Aussie shares are lifting for a third day, with the ASX 200 up 0.38 per cent to 6,741.1 in what has been a messy week for local equities. The US market was a touch lower overnight in anticipation of details of a massive US government support package.

At 9am AEDT (one hour after US market close), news broke that Joe Biden intends to ask Congress to spend an additional US$1.9tn on an economic rescue plan. According to the Financial Times and Wall Street Journal this will include new direct payments to Americans, aid for state and local governments and more funding to deal with the coronavirus. Sadly, a record 4,327 people died in the US from the virus yesterday. This rescue plan follows the US$3 trillion package at the start of the pandemic and US$900bn in support passed last month.
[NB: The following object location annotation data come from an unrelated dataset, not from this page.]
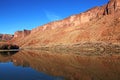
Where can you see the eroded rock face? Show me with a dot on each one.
(20, 34)
(5, 37)
(99, 24)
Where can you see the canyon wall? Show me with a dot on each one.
(5, 37)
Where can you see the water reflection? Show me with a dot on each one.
(69, 66)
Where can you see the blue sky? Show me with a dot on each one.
(28, 14)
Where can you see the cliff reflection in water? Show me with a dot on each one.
(70, 66)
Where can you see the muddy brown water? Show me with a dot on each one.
(45, 65)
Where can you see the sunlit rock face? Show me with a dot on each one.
(20, 34)
(99, 24)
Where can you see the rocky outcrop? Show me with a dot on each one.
(23, 33)
(99, 24)
(5, 37)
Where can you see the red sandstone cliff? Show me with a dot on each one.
(5, 37)
(99, 24)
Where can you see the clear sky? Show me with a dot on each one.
(28, 14)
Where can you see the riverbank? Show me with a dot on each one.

The local market is being held up by BHP, Afterpay (APT), the big banks and energy stocks.

Tyro (TYR) – which is down 11.8 per cent so far today – entered a temporary pause in trading at 11:49am AEDT ahead of a company announcement. TYR shares have slumped by 29 per cent so far this week after experiencing connectivity issues with a number of its EFTPOS terminals.

Afterpay (APT) has hit another record high this morning and is one of the main contributors to the market’s total gains. Worley (WOR) has been awarded a contract by Schering-Plough Animal Health for services to upgrade its animal vaccine plant in New Zealand. Under the contract, WOR will provide procurement and construction services over four years.

Both NSW and Victoria have recorded no new locally acquired cases in the past day. Shares in Qantas (QAN) are lifting by 2.5 per cent at midday.

Pro Medicus (PME) is up close to 7 per cent after surging by 15 per cent yesterday. PME is lifting after signing a seven-year $40m contract with Utah’s largest health systems provider. Orthocell (OCC) is flat after jumping 27 per cent on Thursday. OCC received FDA approval yesterday to sell a regenerative medicine product in the US.

Resolute Mining (RSG) is underperforming its peers, slumping by 6 per cent after handing down a quarterly update. RSG’s production over the 2020 calendar year was a touch below the lower end of the revised CY20 production guidance while costs were at the upper end of guidance. It also flagged a decline in output in 2021 and a lift in costs.

3.1bn shares have changed hands so far, worth $2.5bn. 699 stocks are up, 538 down and 361 are flat.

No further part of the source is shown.